The Minister has announced that, as a result of reorganisation in Liverpool, Croydon will be the only centre in the UK that will deal with walk-in asylum applications. That will have a profound effect on the borough of Croydon. Why has he made that decision? What assessment has he made of the impact on the borough of Croydon, and will he campaign for extra funding to address the inevitable pressure on services that will result?

Order. In defiance of the convention, there were three questions, but I know that the Minister will understand that one answer will suffice.

I do not accept the premise of the question.
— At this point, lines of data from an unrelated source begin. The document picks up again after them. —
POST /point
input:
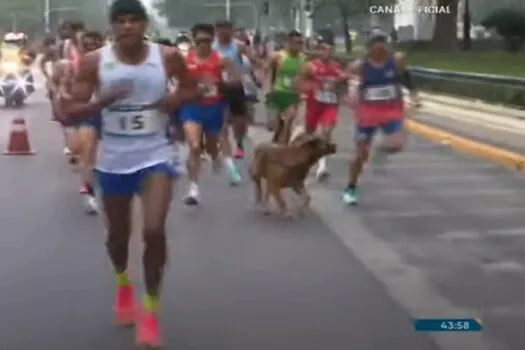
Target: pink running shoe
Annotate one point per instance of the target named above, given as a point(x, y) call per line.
point(124, 306)
point(239, 154)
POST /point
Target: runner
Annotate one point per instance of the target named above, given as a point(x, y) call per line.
point(87, 134)
point(205, 117)
point(380, 106)
point(287, 66)
point(50, 56)
point(321, 80)
point(251, 85)
point(134, 153)
point(235, 98)
point(69, 56)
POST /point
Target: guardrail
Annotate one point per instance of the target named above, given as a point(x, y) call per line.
point(502, 90)
point(496, 89)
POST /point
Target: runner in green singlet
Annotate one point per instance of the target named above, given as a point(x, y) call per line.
point(286, 66)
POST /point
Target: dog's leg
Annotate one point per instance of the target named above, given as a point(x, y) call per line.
point(258, 190)
point(265, 205)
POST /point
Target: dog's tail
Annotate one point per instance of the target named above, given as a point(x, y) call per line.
point(298, 130)
point(256, 165)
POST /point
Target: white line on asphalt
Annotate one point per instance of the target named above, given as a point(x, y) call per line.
point(501, 211)
point(515, 231)
point(410, 288)
point(503, 266)
point(445, 192)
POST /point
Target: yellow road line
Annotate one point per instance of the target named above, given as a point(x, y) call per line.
point(497, 155)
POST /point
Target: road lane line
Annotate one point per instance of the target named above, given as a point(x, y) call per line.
point(408, 285)
point(463, 145)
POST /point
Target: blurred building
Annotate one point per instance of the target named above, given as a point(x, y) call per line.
point(412, 25)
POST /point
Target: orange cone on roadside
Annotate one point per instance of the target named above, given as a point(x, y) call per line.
point(18, 139)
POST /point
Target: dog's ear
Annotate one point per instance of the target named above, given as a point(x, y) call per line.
point(305, 140)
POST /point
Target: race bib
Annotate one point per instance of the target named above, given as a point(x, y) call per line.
point(248, 84)
point(208, 90)
point(327, 93)
point(287, 82)
point(382, 93)
point(133, 121)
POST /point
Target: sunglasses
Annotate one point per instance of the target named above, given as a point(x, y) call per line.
point(203, 40)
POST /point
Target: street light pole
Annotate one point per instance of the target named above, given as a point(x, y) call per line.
point(228, 6)
point(46, 16)
point(255, 11)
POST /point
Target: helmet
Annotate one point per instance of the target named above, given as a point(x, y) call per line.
point(377, 35)
point(11, 37)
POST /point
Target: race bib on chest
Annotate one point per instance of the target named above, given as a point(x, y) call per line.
point(327, 93)
point(287, 82)
point(381, 93)
point(133, 121)
point(208, 90)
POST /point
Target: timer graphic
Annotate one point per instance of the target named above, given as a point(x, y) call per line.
point(448, 325)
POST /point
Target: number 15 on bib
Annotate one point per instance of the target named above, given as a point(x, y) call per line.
point(141, 123)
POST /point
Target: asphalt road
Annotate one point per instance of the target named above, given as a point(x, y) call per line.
point(438, 236)
point(444, 233)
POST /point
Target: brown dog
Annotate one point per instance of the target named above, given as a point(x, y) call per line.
point(286, 166)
We have been able to make the change because of the significant drop overall in the numbers of asylum applications, from 57,570 in 2002 to 23,210 in 2008. As we bring forward renewed applications with further information, we are requiring those people to have face-to-face interviews in Liverpool. I would imagine that the hon. Gentleman supports that policy. The impact on Croydon, which is provided with £30 million a year for children, will be minimal as a result of those background facts.

My hon. Friend will know from his own casework that many of the people in the legacy stream have been waiting for a considerable number of years, and their lives are on hold because there is nothing they can do to progress their current status. Is the July 2011 date a firm one, and can he bring forward some of the cases?

The Home Secretary has allocated extra resources to ensure that we can get through the legacy backlog even more quickly. As I said in answer to the hon. Member for Peterborough (Mr. Jackson), that is very much an end date. Members will see cases coming to their advice surgeries as a result of the success that we are having in getting through those cases. I point hon. Members to the new tracker service, as introduced by the Under-Secretary of State for the Home Department, my hon. Friend the Member for Hackney, South and Shoreditch (Meg Hillier).

It is now more than three years since the former Home Secretary, the right hon. Member for Airdrie and Shotts (John Reid), famously promised to make the asylum and immigration system fit for purpose. Since then, fewer than half the legacy cases have been concluded. The backlog of applications under the new asylum model increased by more than a third last year, and last week the existence of another, previously unknown, 40,000 non-asylum legacy cases was revealed. In a spirit of generosity, we do not expect the Minister to solve all those problems at once, but can he say which of the various disasters he is presiding over is his top priority this week?

The hon. Gentleman calls for the Government to manage the migration system, but he then opposes the very measures that we have introduced— such as the comprehensive electronic borders—to do so. The cases that he has mentioned—cases, not people—are being got through apace. As I have said, the record of this Government in deciding those cases shows that 60 per cent. are decided in six months, as opposed to 22 months in 1997. Who has got their priorities right?